Body

There is growing appreciation of the perils of naively using the same data for model selection and subsequent inference; such “double-dipping” is now frowned upon in many disciplines. Sample splitting has become the de facto solution, but it reflects only one possible solution to the challenge of choosing data-driven hypotheses for subsequent inferential investigation. Indeed, there are some cases, e.g., with dependent data or when using unsupervised methods like clustering, where it is not clear how to appropriately conduct sample splitting. The statistical sub-field of “selective inference” embraces this challenge with the goal of offering methods in this setting that are both valid and powerful. In this talk, I’ll discuss some alternatives to sample splitting drawn from recent and current statistical work. I’ll discuss approaches based on both conditioning and data thinning. The "conditional” approach adjusts for exploratory analyses by conditioning on the selection event.
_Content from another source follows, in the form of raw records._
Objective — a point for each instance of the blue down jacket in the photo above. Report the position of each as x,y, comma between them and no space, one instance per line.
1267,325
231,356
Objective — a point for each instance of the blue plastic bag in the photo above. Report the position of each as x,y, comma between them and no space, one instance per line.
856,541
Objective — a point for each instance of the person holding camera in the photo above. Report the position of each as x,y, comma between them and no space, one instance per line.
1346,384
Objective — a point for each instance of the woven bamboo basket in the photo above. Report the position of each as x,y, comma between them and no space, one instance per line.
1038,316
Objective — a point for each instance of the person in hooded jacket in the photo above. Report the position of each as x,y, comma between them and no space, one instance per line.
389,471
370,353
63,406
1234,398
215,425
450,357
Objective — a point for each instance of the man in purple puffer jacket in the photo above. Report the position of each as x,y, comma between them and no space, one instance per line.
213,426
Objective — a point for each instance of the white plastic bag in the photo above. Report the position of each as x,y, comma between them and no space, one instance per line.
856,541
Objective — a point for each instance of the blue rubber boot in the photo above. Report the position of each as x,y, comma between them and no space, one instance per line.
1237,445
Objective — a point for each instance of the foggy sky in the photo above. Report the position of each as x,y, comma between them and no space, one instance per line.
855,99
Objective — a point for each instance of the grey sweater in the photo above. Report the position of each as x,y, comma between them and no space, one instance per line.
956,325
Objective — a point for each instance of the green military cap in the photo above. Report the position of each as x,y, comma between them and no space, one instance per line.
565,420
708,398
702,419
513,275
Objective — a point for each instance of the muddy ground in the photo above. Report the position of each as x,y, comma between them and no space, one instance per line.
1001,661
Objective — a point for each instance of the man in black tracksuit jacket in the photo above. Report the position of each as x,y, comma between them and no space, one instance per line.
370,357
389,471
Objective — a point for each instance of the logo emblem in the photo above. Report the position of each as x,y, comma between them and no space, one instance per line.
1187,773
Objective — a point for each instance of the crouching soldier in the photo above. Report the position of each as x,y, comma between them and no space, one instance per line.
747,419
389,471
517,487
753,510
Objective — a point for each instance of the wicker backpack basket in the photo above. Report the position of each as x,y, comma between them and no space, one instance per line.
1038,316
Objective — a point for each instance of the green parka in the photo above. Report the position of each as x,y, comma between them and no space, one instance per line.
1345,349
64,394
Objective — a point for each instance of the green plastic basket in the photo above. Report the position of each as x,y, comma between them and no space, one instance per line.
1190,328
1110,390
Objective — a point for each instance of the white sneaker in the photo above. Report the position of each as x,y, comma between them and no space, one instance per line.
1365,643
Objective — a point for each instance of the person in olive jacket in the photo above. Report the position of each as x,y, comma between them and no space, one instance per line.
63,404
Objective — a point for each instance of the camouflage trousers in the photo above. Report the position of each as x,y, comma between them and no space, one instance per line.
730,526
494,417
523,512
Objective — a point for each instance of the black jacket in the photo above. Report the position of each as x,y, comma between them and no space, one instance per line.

I’ll review some cases where this approach has been used successfully, but note that it requires the development of potentially technically challenging and bespoke methods. Another alternative to sample splitting is “data thinning,” which can enable greater selective flexibility and can be especially useful in settings where sample splitting is not readily applicable. I’ll illuminate both approaches by discussing some ongoing projects. This presentation will include joint work with Daniela Witten, Ethan Ancell, and Olivia McGough.